For both groups, they linked birth certificate and hospital admission records to estimate the correlation between risk-adjusted cesarean delivery and a composite of adverse maternal outcomes, adverse neonatal outcomes, and four obstetric patient safety indicators from the Agency for Healthcare Research and Quality (AHRQ).

The composite maternal outcome included such events as wound infection and postdelivery hemorrhage, and the composite neonatal outcome included such things as death and birth injury. The AHRQ indicators included such things as birth trauma and injury with cesarean delivery.

The researchers used logistic regression to calculate an expected rate of C-section for each hospital and compared that with the observed rate.

In both cohorts, there was a negative correlation between the C-section rate and each of the outcomes, which was significant except for one -- AHRQ patient safety indicator 19 (injury with non-instrumented vaginal delivery).
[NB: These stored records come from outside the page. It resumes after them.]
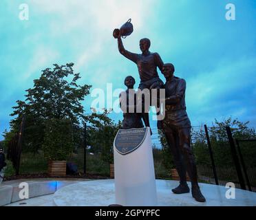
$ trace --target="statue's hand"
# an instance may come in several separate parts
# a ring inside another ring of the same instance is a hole
[[[121,36],[120,36],[120,31],[119,29],[115,29],[113,32],[113,36],[115,38],[120,38]]]

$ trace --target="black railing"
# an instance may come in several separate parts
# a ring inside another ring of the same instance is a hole
[[[87,144],[86,126],[82,129],[84,135],[81,136],[83,140],[81,142],[83,144],[76,148],[67,162],[77,164],[81,175],[109,176],[109,164],[103,160],[100,152],[90,152]],[[233,141],[228,128],[217,128],[217,132],[216,127],[206,126],[192,127],[191,146],[199,181],[222,186],[233,182],[236,187],[256,191],[256,140],[241,139]],[[171,168],[167,168],[163,160],[163,146],[166,144],[164,137],[157,129],[152,129],[152,132],[156,177],[171,179]],[[12,148],[9,149],[12,151],[12,155],[18,152],[18,142],[16,137],[10,144]],[[36,153],[23,152],[20,160],[15,158],[18,162],[17,166],[19,164],[17,168],[21,175],[47,172],[47,161],[42,151]]]

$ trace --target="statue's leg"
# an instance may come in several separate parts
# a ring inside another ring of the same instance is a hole
[[[175,193],[186,193],[189,192],[189,188],[187,186],[186,180],[186,168],[183,163],[182,155],[179,148],[179,138],[178,133],[170,130],[165,133],[167,144],[170,147],[171,152],[173,157],[174,164],[176,166],[178,173],[180,177],[180,185],[172,190]]]
[[[182,150],[184,160],[186,165],[189,176],[191,181],[192,195],[198,201],[205,201],[198,186],[198,172],[195,157],[191,146],[191,129],[184,128],[178,130],[180,147]]]

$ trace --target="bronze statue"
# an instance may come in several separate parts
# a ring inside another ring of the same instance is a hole
[[[191,122],[186,111],[186,81],[173,76],[175,69],[171,63],[163,65],[167,80],[165,89],[165,118],[162,121],[168,145],[173,155],[180,176],[180,185],[172,190],[174,193],[189,192],[186,182],[186,170],[191,181],[192,196],[198,201],[206,201],[198,182],[197,169],[191,146]]]
[[[130,21],[130,20],[128,21]],[[122,55],[137,65],[140,78],[140,83],[138,89],[141,91],[144,89],[148,89],[149,91],[151,91],[152,89],[159,89],[164,85],[163,82],[159,78],[157,72],[157,67],[162,72],[164,63],[161,57],[158,53],[151,53],[149,52],[149,50],[151,43],[150,40],[146,38],[140,41],[140,48],[142,51],[141,54],[131,53],[125,49],[121,36],[129,35],[133,31],[132,25],[131,25],[131,23],[128,21],[121,27],[120,30],[115,29],[113,32],[114,37],[118,39],[119,52]],[[145,109],[149,109],[149,107],[145,107]],[[157,116],[158,116],[159,113],[160,112],[158,112]],[[142,118],[146,126],[150,127],[149,113],[147,111],[142,112]],[[158,127],[159,129],[161,128],[161,124],[160,122],[158,121]]]
[[[127,89],[119,95],[120,106],[123,111],[122,129],[142,128],[142,113],[136,113],[137,96],[134,89],[135,79],[128,76],[125,79]]]

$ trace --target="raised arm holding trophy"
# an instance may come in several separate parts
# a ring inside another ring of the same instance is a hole
[[[134,28],[131,23],[131,19],[129,19],[120,30],[115,29],[114,30],[113,36],[115,38],[118,39],[118,50],[120,53],[137,65],[140,78],[140,83],[138,89],[140,89],[140,91],[147,89],[151,93],[152,89],[159,89],[162,88],[164,85],[163,82],[159,78],[157,72],[157,67],[158,67],[162,72],[164,63],[158,53],[151,53],[149,52],[149,50],[151,43],[150,40],[147,38],[140,41],[140,48],[142,51],[141,54],[131,53],[125,49],[121,37],[125,38],[127,36],[130,35],[133,30]],[[143,104],[149,105],[149,103],[143,103]],[[149,106],[145,106],[145,109],[148,109],[149,107]],[[156,112],[157,116],[158,116],[160,111],[156,111]],[[149,113],[147,111],[143,111],[142,115],[146,126],[150,127]],[[158,120],[158,129],[161,129],[161,124],[160,122]]]

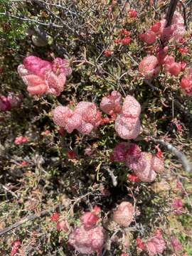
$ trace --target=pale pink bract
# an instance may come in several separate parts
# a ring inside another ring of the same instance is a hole
[[[101,252],[105,242],[105,232],[97,226],[88,230],[84,226],[75,228],[69,235],[69,244],[82,254]]]
[[[127,228],[133,220],[134,208],[129,202],[122,202],[113,213],[112,220],[121,227]]]
[[[167,55],[164,59],[164,68],[171,75],[178,76],[181,70],[181,64],[176,63],[173,56]]]
[[[127,95],[123,102],[122,113],[127,117],[137,118],[141,114],[141,105],[134,97]]]
[[[122,139],[136,139],[140,133],[140,120],[139,118],[127,117],[121,114],[115,120],[114,129]]]
[[[192,68],[188,68],[180,82],[180,87],[183,94],[192,96]]]
[[[50,93],[58,96],[64,90],[66,76],[71,73],[68,61],[56,58],[53,63],[28,56],[18,67],[18,73],[31,95]]]
[[[115,131],[122,139],[137,137],[141,129],[140,112],[140,104],[134,97],[127,95],[122,105],[122,113],[117,117],[114,125]]]
[[[96,225],[99,217],[91,212],[85,213],[80,218],[80,220],[86,230],[89,230]]]
[[[53,110],[53,122],[64,127],[68,133],[74,129],[89,134],[101,122],[101,114],[92,102],[80,102],[73,111],[68,107],[58,107]]]
[[[144,250],[149,253],[149,256],[157,255],[163,253],[166,249],[166,242],[162,237],[154,235],[149,238],[144,244]]]

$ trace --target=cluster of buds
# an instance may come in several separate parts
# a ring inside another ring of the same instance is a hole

Comparing C-section and adverse events rates showed that, in the general cohort:

•59.8% of the 107 hospitals with lower-than-expected risk-adjusted C-section rates had a higher-than-expected rate of at least one of the six adverse outcomes.
•Only 19.6% of the 102 hospitals with higher-than-expected risk-adjusted C-section rates had a higher-than-expected rate of any of the six adverse outcomes.
•The comparable figure was 36.1% for the hospitals with the as-expected risk-adjusted C-section rates, which was statistically similar to the higher-than-expected group."